PYTHONPATH=<path to dir containing your custom processor either directly or in subdirectory> python <SDP_ROOT>/main.py \
    --config-path="<path to config: either absolute path or relative path *from SDP_ROOT directory*>" \
    --config-name="<config file name>.yaml" \
    ... # any other parameters

Furthermore, when you add your own SDP processors in the YAML config file, you will need to define the _target_ correctly by making sure it describes the relative path to the processor class from the PYTHONPATH you defined.

For example, if a new custom processor MyProcessor is in /my/files/a/b/c/my_processor.py, you can use combinations such as: PYTHONPATH="/my/files/a/b/c/" & _target_: my_processor.MyProcessor, or PYTHONPATH="/my/files/a/b/" & _target_: c.my_processor.MyProcessor.

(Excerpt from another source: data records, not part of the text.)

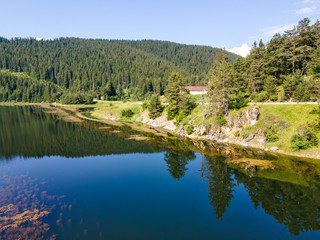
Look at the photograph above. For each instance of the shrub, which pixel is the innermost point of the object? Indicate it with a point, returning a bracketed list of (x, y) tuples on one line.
[(271, 134), (311, 137), (187, 103), (307, 140), (155, 109), (274, 98), (238, 101), (189, 129), (144, 105), (220, 119), (298, 143), (261, 97), (126, 113), (180, 117)]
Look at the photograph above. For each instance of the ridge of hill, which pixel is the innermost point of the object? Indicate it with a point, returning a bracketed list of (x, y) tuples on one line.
[(107, 67)]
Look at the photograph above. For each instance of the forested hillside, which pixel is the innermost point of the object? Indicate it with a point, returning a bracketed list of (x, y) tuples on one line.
[(108, 68), (286, 68)]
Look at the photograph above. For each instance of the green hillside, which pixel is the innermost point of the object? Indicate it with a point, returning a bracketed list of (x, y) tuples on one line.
[(107, 67)]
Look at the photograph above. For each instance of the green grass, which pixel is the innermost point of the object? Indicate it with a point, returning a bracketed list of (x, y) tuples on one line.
[(288, 119), (115, 109)]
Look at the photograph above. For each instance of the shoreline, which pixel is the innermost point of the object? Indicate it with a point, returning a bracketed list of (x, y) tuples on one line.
[(71, 113)]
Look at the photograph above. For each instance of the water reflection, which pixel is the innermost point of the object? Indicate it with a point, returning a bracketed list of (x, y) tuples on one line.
[(177, 161), (295, 206), (220, 184), (27, 131), (24, 206)]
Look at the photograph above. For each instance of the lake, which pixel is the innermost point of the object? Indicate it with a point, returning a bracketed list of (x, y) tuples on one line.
[(88, 180)]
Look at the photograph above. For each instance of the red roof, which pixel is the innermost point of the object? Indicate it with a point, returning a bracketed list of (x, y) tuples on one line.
[(196, 88)]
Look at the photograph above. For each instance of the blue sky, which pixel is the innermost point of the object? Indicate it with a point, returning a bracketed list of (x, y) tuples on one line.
[(225, 23)]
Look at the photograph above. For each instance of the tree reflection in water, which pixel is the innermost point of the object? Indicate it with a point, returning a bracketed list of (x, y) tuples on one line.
[(220, 184), (24, 207), (177, 161), (295, 206)]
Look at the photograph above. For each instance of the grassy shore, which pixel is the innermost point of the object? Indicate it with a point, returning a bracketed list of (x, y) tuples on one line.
[(287, 119)]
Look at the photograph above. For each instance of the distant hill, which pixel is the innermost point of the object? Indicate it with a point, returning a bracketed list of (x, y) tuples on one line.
[(107, 67)]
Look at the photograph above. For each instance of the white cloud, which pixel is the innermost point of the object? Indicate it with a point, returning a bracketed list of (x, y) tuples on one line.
[(309, 1), (243, 51), (271, 31), (306, 10)]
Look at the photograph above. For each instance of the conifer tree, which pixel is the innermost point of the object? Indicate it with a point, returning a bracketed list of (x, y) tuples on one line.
[(220, 84)]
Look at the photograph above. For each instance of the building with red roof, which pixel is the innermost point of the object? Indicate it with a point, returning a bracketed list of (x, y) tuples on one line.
[(197, 90)]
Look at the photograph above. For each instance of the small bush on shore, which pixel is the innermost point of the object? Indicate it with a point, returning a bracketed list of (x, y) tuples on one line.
[(189, 129), (126, 113), (304, 141)]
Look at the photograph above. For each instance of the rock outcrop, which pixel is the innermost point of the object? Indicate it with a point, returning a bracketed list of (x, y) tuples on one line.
[(230, 133)]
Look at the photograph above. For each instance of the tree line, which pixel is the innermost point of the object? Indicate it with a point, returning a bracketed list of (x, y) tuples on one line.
[(285, 69), (109, 69)]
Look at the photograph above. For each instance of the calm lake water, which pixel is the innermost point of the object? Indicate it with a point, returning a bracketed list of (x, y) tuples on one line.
[(61, 180)]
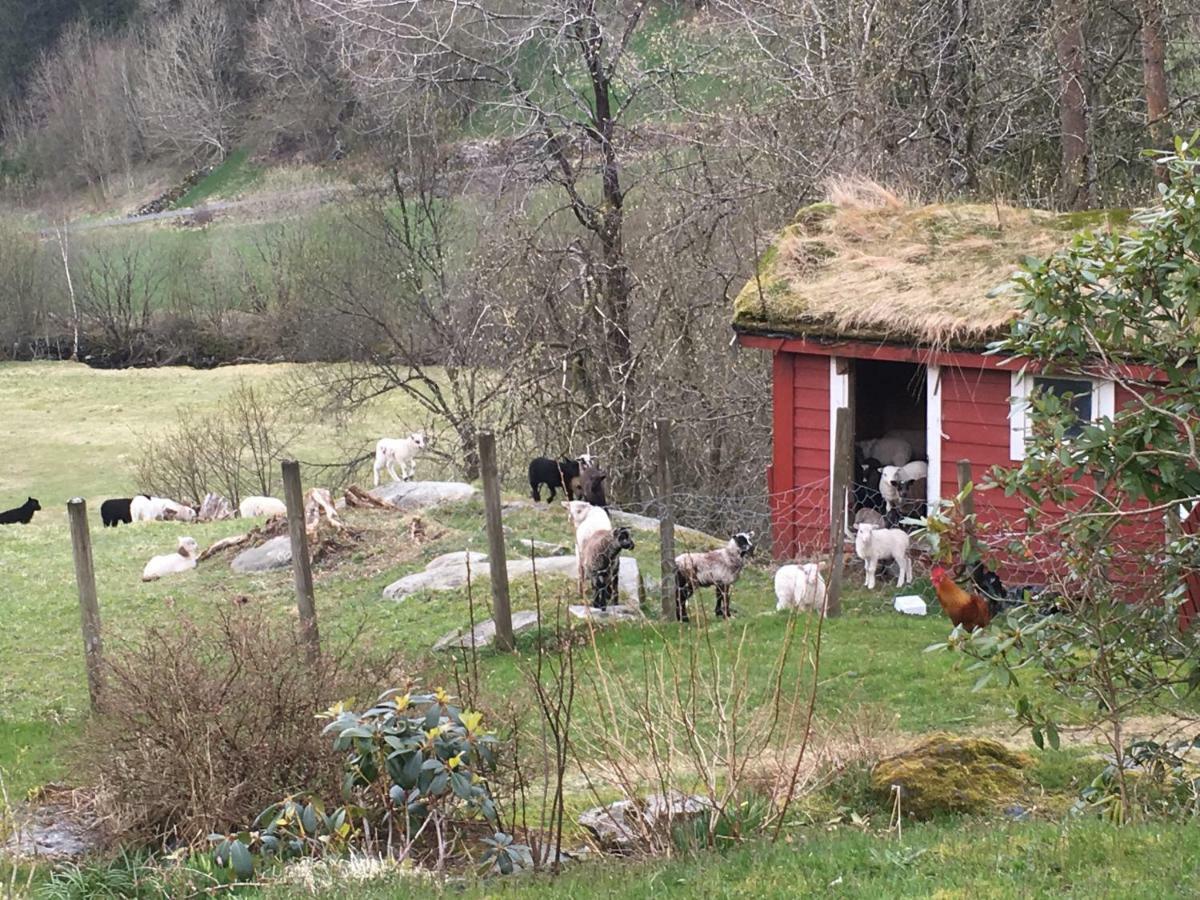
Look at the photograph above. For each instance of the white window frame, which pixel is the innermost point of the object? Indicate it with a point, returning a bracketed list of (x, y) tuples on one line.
[(1021, 385)]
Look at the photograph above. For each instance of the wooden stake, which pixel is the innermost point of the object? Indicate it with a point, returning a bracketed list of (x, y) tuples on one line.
[(843, 457), (301, 564), (89, 606), (666, 522), (497, 559)]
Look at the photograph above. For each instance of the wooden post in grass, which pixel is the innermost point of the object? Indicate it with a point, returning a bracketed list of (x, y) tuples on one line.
[(301, 564), (497, 559), (89, 606), (666, 522), (843, 459)]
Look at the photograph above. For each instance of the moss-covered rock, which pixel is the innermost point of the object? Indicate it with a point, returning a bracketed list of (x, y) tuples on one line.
[(945, 773)]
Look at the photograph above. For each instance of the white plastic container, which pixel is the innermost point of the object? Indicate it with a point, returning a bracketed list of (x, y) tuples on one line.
[(910, 605)]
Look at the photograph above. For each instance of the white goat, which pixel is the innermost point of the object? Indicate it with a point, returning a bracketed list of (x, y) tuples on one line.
[(172, 563), (889, 451), (586, 520), (799, 587), (399, 451), (269, 507), (151, 509), (873, 544)]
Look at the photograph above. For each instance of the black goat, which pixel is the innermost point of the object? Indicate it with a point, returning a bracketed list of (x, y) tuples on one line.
[(553, 474), (22, 514), (117, 510), (592, 485)]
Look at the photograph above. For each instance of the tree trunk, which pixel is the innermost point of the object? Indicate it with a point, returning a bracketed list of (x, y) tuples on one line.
[(1153, 72), (1072, 102)]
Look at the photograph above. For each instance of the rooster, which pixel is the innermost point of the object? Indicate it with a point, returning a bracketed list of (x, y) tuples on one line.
[(964, 609)]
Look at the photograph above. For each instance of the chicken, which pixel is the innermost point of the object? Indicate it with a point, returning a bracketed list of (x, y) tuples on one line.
[(963, 609)]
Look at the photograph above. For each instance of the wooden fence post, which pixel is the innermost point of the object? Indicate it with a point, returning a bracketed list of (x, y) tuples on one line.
[(497, 559), (843, 457), (301, 564), (666, 522), (89, 607)]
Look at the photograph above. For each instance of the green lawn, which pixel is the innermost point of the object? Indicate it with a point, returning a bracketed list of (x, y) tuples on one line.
[(72, 431)]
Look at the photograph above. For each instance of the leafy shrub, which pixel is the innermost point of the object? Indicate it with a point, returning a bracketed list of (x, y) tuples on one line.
[(417, 763), (204, 725)]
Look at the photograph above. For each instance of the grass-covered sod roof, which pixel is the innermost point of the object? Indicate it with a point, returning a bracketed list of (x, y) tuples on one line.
[(869, 265)]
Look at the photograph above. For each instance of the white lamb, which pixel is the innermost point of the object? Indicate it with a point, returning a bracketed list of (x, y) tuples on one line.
[(399, 451), (889, 451), (799, 587), (586, 520), (269, 507), (873, 544), (172, 563), (151, 509)]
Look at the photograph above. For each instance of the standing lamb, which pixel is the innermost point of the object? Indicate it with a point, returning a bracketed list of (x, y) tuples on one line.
[(399, 451), (586, 520), (601, 563), (717, 568), (172, 563), (799, 587), (22, 514), (873, 544), (269, 507)]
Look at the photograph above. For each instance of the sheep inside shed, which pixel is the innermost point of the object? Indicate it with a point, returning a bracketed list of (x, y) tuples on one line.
[(399, 451), (183, 559), (717, 568)]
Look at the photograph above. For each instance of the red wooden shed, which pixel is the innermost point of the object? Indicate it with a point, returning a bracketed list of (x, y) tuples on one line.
[(887, 309)]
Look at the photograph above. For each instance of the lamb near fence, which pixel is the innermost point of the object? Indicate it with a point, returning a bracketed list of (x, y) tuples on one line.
[(587, 521), (151, 509), (717, 568), (269, 507), (172, 563), (601, 564), (799, 587), (553, 474), (22, 514), (399, 451), (874, 544)]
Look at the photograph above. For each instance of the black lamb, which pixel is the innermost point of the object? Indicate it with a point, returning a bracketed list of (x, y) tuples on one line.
[(22, 514)]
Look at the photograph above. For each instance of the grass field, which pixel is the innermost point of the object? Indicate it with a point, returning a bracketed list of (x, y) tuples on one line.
[(73, 431)]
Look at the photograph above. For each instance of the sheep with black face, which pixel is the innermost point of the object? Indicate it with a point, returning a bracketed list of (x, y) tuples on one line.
[(717, 568)]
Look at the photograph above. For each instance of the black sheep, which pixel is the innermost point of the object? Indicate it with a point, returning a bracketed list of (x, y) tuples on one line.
[(113, 513), (553, 474), (592, 485), (22, 514)]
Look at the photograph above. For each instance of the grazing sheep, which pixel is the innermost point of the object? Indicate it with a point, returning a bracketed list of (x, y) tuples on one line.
[(22, 514), (586, 520), (717, 568), (151, 509), (269, 507), (117, 510), (592, 485), (889, 451), (553, 474), (603, 565), (799, 587), (399, 451), (172, 563), (873, 544)]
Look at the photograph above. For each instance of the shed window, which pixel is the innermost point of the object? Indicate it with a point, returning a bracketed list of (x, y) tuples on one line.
[(1091, 399)]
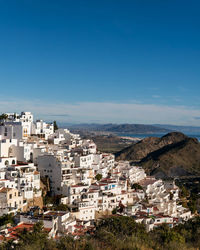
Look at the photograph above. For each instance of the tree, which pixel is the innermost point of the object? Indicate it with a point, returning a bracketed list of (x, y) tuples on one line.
[(55, 126), (98, 177), (3, 117), (136, 186)]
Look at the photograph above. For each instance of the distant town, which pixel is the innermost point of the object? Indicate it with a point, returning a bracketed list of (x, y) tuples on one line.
[(50, 175)]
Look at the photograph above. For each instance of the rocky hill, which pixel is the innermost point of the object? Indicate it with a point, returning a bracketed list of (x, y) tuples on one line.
[(172, 155)]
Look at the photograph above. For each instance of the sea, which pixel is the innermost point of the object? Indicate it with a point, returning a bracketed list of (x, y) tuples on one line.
[(142, 136)]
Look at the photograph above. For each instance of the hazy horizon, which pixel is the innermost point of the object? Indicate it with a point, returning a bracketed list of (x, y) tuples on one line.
[(101, 61)]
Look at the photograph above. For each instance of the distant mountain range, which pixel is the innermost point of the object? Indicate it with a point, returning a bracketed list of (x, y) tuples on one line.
[(183, 129), (172, 155), (131, 128), (119, 128)]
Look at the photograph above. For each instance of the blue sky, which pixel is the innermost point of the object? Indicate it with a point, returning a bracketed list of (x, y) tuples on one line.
[(101, 61)]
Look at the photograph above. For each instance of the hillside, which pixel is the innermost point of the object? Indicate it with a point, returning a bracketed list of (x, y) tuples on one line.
[(172, 155)]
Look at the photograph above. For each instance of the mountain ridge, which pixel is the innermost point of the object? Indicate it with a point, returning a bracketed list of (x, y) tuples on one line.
[(172, 155)]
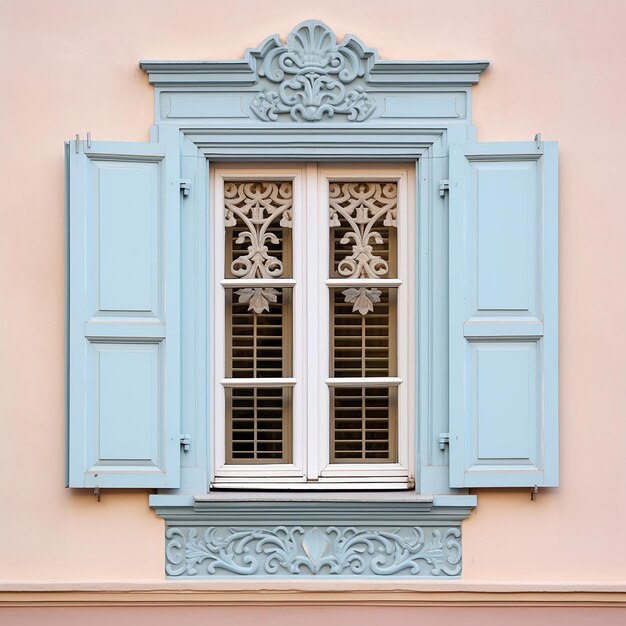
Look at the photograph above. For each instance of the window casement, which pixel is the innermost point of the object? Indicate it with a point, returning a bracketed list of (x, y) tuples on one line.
[(313, 314)]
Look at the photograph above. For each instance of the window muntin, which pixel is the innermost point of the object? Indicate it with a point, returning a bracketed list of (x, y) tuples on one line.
[(336, 419)]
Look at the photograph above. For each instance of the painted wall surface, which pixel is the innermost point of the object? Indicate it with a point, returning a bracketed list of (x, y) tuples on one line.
[(70, 66)]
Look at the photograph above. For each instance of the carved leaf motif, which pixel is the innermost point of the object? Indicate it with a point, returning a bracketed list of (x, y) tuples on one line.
[(312, 72), (314, 544), (255, 206), (331, 550), (361, 206), (258, 299), (362, 298)]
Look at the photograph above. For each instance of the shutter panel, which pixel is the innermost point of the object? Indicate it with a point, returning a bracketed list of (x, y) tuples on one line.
[(503, 315), (124, 325)]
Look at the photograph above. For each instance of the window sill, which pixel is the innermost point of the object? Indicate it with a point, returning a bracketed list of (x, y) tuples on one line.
[(273, 534)]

If you add new processors within <SDP_ROOT>, to use them when you call SDP, you will not need to specify a PYTHONPATH variable, but you will need to make sure that the _target_ inside the YAML config file is correct. If a new custom processor is MyProcessor inside <SDP_ROOT>/dir/my_processor.py, _target_ will need to be dir.my_processor.MyProcessor.

Additional documentation

More information about SDP can be found in the NeMo docs.

Contributing

We welcome community contributions! Please refer to the CONTRIBUTING.md for the process.